Storm makes Leeds a perfect destination
Storm Jameson Court, the new £27.1 million on-campus accommodation due to open in September, is a major new facility that will enable the University to build its reputation as one of the UK’s premier higher education conference destinations.
The impressive two-block, 459-bedroom development will offer hotel-style accommodation to students during term time and will also be available to conference delegates during the summer recess.
All rooms are fully en-suite, and have a telephone, data access point, IPTV facility and a safe; 23 rooms are specifically designed to suit occupants with a physical disability.
“Residents – whether they’re students or corporate visitors – will enjoy the light, spacious rooms and larger beds,” said Richard Handscombe, Head of Sales & Marketing, Residential & Commercial Services. “They’ll also have use of 24-hour reception services and attractive social and kitchen areas.

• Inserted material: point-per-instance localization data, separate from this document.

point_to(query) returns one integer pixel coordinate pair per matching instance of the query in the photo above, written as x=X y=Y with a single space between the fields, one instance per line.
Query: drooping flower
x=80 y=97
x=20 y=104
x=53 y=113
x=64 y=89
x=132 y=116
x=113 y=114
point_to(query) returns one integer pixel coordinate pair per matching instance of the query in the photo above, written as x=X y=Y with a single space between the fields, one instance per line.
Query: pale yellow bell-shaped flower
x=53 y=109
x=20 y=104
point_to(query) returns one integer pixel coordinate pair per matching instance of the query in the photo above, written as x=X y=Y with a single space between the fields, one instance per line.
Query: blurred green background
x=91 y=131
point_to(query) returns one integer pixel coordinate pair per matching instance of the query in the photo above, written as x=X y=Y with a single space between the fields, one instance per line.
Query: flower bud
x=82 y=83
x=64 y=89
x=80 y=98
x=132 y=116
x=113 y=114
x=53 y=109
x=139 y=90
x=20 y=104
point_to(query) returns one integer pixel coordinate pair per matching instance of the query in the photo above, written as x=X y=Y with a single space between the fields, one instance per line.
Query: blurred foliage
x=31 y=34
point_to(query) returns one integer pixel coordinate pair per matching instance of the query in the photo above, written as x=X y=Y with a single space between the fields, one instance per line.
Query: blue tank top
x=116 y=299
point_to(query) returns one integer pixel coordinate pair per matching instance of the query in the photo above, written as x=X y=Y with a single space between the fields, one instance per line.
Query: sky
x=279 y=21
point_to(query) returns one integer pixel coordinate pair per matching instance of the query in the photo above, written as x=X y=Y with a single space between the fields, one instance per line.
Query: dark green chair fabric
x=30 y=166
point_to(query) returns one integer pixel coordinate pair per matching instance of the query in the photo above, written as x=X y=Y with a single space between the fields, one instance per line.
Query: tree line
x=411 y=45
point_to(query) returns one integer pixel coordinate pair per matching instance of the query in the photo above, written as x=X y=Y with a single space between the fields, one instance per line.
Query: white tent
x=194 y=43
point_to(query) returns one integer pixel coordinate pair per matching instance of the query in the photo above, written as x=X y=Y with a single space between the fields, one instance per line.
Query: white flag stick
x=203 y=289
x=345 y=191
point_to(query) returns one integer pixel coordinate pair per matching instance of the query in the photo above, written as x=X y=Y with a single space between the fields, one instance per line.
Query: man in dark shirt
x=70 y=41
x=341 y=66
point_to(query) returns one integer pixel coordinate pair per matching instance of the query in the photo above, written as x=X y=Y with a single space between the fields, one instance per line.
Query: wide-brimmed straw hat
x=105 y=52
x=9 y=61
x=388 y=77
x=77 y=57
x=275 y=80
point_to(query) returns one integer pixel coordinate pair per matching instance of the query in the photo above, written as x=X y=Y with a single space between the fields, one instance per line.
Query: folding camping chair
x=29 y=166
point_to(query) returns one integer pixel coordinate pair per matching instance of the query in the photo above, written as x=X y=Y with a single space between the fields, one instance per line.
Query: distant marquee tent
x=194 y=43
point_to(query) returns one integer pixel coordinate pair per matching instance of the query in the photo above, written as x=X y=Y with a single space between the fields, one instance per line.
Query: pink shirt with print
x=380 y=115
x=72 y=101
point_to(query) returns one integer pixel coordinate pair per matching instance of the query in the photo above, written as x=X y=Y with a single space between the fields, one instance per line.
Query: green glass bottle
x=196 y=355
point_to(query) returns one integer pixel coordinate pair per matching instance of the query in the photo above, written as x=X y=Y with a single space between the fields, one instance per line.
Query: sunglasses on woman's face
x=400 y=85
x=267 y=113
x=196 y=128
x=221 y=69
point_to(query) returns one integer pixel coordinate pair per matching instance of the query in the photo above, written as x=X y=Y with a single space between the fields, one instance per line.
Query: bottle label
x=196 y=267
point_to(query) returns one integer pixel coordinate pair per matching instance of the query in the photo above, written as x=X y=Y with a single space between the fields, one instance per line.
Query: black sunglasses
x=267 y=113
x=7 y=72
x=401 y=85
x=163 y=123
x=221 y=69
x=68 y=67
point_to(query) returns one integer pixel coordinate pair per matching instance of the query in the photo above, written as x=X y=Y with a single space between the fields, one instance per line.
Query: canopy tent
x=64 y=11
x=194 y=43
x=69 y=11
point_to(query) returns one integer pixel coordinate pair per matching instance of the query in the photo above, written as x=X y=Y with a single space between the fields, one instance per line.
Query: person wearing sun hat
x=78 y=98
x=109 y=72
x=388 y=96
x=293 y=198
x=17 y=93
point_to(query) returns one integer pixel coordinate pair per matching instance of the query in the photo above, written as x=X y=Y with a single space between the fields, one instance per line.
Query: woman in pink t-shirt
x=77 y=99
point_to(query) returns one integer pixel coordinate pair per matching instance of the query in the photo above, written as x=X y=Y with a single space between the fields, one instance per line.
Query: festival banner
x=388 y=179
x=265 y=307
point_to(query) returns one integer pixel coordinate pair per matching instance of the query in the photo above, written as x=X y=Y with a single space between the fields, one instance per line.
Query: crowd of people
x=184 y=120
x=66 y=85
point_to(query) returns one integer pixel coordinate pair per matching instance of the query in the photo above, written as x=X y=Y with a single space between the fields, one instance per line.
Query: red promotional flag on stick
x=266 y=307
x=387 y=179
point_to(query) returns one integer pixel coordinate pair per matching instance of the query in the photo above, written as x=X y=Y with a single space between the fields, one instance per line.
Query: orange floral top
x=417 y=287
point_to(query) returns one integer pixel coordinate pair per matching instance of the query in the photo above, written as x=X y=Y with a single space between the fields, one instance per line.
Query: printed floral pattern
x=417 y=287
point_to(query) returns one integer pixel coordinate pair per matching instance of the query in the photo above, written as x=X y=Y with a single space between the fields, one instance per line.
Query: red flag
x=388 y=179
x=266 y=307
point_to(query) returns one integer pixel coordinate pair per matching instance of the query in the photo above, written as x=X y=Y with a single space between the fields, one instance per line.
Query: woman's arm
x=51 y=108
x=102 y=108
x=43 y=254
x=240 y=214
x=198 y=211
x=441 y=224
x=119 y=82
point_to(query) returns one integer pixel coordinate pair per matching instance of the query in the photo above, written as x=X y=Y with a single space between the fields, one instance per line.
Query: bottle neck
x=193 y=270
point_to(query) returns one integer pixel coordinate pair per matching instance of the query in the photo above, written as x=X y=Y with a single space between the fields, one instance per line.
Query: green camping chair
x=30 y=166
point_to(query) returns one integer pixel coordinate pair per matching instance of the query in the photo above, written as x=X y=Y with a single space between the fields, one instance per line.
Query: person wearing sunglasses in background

“This development means that we can now offer really top-class support to all University schools and faculties looking for conference venues. As well as offering excellent on-campus accommodation, we can provide a full conference management service including marketing, dealing with all aspects of registration and catering. And, of course, all the income we receive goes to the University, so it makes economic sense to use our conference facilities.”
Who was Storm Jameson?
Born in Whitby in 1891, Margaret Storm Jameson read English Language and Literature at the University, graduating with a BA in 1912, before starting her career as a prolific writer and journalist. Her first novel, The Pot Boils, was published in 1919. This was folowed by many other works of fiction including a trilogy about a family of Yorkshire shipbuilders (both her grandfather and father were shipbuilders): The Lovely Ship (1927), The Voyage Home (1930) and A Richer Dust (1931).
During her long career she experimented to find literary forms that enabled her to express her interests in socialism, anti-Fascism, international politics and exile. As well as writing 45 novels, she wrote several plays, scores of articles and poems, three volumes of autobiography and a variety of memoirs.
For many years Jameson was president of the International Association of Poets, Playwrights, Editors, Essayists and Novelists (PEN). Storm Jameson died in 1986.